0
$\begingroup$

I am creating an objective function for an algorithm. I have an array that I need to return a single value from (and minimise in the optimisation). For the moment I only use the mean of the array. However, I would also like to consider the variance of that array (and minimise it as well).

Either I use the variance and the mean as independent variables to minimise (not ideal in my opinion), or combine the two values into a single one. Is there a method to combine the mean and the variance of an array into a single value? I was going to simply do: $$ \frac{Var_{norm}+Mean_{norm}}{2} $$

where $Var_{norm}$ is the variance normalised and $Mean_{norm}$ is the mean if the array normalised. I have a feeling that there must be something better out there. I have been looking but cannot find anythin.

Any ideas?

Thank you

$\endgroup$
7
  • $\begingroup$ Well, may be you can use point estimates or a regression model! $\endgroup$ Mar 9, 2020 at 14:27
  • 2
    $\begingroup$ The end result is that since you are using the values for whatever you are doing with them, that you can choose for yourself what to do with the values.
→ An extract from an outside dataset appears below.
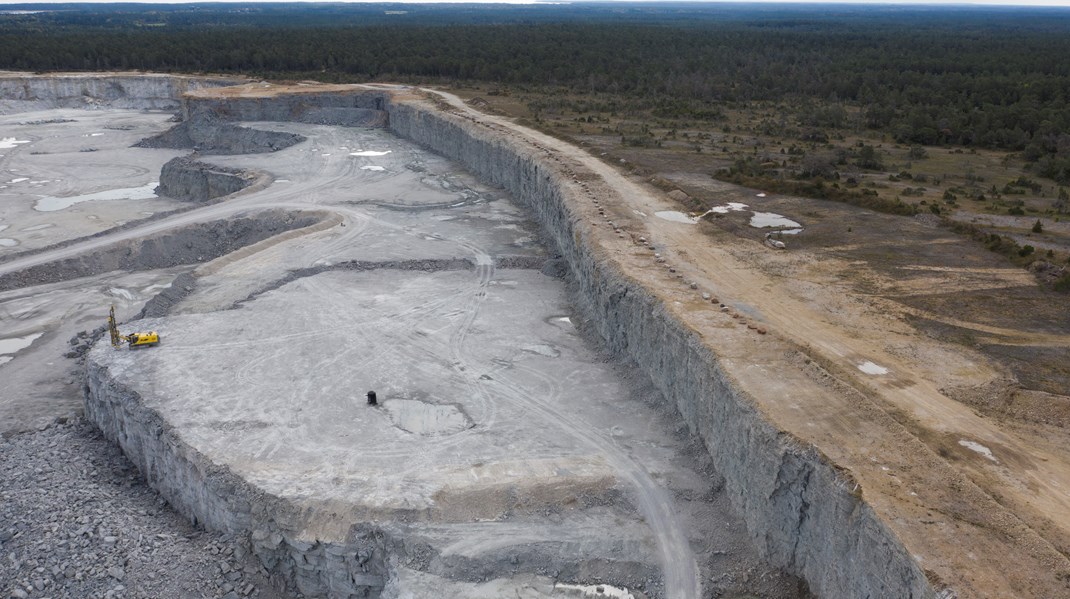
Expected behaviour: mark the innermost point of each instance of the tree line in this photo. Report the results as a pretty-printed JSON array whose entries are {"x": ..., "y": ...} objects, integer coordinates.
[{"x": 986, "y": 78}]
If you want to average the mean and the variance... go ahead. If you want to put more importance on one rather than the other, consider multiplying it by a larger constant... Just so long as you know what the value means and can explain it to someone who asks what it means, it sounds like what you are doing with them is entirely personal preference. $\endgroup$
    – JMoravitz
    Mar 9, 2020 at 14:28
  • $\begingroup$ @JMoravitz is correct. In general, you could do something like $\mathbb{E}[X] + \lambda \operatorname{Var}(X)$ where $X$ is your random variable and $\lambda$ is a positive number. Right now, you've effectively chosen $\lambda = 1$. $\endgroup$
    – parsiad
    Mar 9, 2020 at 14:29
  • $\begingroup$ define a complex number where the real part is the mean and the imaginary part the variance $\endgroup$ Mar 9, 2020 at 14:31
  • $\begingroup$ For analogy, if you were to ask someone playing a game like Dungeons and Dragons what the best weapon is, you'll get varying answers based on that player's preference... maybe they like fist weapons since you get several attacks meaning more consistency, maybe they like rapiers since they crit more often allowing you to ignore your opponent's armor but deal less average damage, maybe they like heavy axes since their top-end damage is higher but miss more often, ... you will have many different opinions on whether average damage, high end damage, or consistency is important with no right answer $\endgroup$
    – JMoravitz
    Mar 9, 2020 at 14:35

3 Answers 3

3
$\begingroup$

I don't think there is an accepted combination of those two statistics that makes theoretical sense.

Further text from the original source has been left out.